You'll forgive me if I don't address your analogy as I can glean little from it. If you would care to share some more general details as to the claim you are facing, I might be able to offer some suggestions to you.
SherylM:
--- Quote from: DavidVGoliath on August 22, 2014, 04:11:10 PM ---
--- Quote from: SherylM on August 22, 2014, 02:05:18 PM ---Thanks for your reply DavidVGoliath. I suppose what I need then is the legal definition of 'damages' as it applies here. You seem to want to put forth the notion that section 97 will be ignored but it would seem to me squarely aimed at the kind of activity we're talking about with trivial / 'innocent' use of a photo.
--- End quote ---
Section 97 only offers a defence if the defendant had reason to believe that there was no copyright vested in the work; for example, that more than 70 years had passed since the death of the author, or that the author had renounced copyright.
--- End quote ---
There are lots of situations in which it could be legitimately believed that a photo was not subject to a copyright claim (part of a collection buy-out, creative commons, public domain, etc).
As I mentioned, I will speak with an IP lawyer to clarify these points for me. I maintain that I find it unreasonable in principle that a scenario of unintentional and trivial use (which is rectified imediately upon notification) would be treated in such a draconian manner.
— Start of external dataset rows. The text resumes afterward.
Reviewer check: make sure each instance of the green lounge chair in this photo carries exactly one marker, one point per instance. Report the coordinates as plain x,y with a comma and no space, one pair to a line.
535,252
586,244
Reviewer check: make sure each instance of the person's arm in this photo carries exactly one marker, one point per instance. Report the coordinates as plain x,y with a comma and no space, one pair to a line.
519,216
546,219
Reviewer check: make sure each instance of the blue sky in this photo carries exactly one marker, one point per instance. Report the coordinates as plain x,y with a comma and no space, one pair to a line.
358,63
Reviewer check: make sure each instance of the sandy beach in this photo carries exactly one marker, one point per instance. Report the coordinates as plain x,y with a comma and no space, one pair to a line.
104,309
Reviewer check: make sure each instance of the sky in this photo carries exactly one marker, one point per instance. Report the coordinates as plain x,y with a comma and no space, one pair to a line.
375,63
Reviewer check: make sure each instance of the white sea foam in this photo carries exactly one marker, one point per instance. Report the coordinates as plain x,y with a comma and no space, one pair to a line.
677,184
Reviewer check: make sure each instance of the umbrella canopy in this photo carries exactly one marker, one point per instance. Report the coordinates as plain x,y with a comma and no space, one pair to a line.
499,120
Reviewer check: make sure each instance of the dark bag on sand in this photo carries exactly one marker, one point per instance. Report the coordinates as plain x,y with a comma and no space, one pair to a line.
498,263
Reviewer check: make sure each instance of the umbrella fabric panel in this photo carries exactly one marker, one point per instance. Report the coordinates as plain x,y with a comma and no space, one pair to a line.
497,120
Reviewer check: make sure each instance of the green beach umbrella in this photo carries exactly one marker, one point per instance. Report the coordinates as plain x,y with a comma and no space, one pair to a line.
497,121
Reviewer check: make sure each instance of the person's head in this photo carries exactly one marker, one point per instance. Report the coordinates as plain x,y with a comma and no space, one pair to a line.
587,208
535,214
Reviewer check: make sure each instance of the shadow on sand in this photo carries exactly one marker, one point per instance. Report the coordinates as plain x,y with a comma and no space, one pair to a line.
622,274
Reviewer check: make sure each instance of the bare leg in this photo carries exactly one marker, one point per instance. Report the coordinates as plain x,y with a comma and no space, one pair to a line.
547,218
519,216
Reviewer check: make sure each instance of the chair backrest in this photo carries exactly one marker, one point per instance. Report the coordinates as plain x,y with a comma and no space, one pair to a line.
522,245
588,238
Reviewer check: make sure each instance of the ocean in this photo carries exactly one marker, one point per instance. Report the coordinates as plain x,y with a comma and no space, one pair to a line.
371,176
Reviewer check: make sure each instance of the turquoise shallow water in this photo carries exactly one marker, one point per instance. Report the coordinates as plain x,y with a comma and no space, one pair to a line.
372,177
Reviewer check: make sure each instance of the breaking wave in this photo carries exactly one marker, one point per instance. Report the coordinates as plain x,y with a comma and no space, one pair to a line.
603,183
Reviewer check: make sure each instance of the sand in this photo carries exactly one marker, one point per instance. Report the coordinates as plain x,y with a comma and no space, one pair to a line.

It falls outside of the spirit of the law and into the realm of abuse.
Having said that, I am about to make available a bunch of my own photos for licensing and I am thrilled at the prospect of so much easy money knowing I can extract such sums for even the most obscure and inconsequential use, regardless of any malice of intent or even awareness, personal gain or provable loss on my part. 'Seems like a wonderful business model. (actually, it would seem I don't even have to prove someone used a photo, only that picscout found it on their server, brilliant! )
In the Daybrook/ Sheldon case, do we know if they appealed? Did Daybrook just pay up? I maintain that it's a VERY different matter when the photo in question is so specific, ie a celebrity etc because in such a situation you probably won't have thousands of substantially the same thing available free, it's not like a generic pic of a cactus or something. Also, in that case it could be argued both that their use resulted in financial gain and / or was 'flagrant' thus section 97 not being applicable. Another big difference about that case is that they used the photo and that point is not in question. With many of the people on here that have received the Getty letter, it is simply picscout finding an image on their server, no proof they ever used it, or for how long, if anyone actually saw it etc.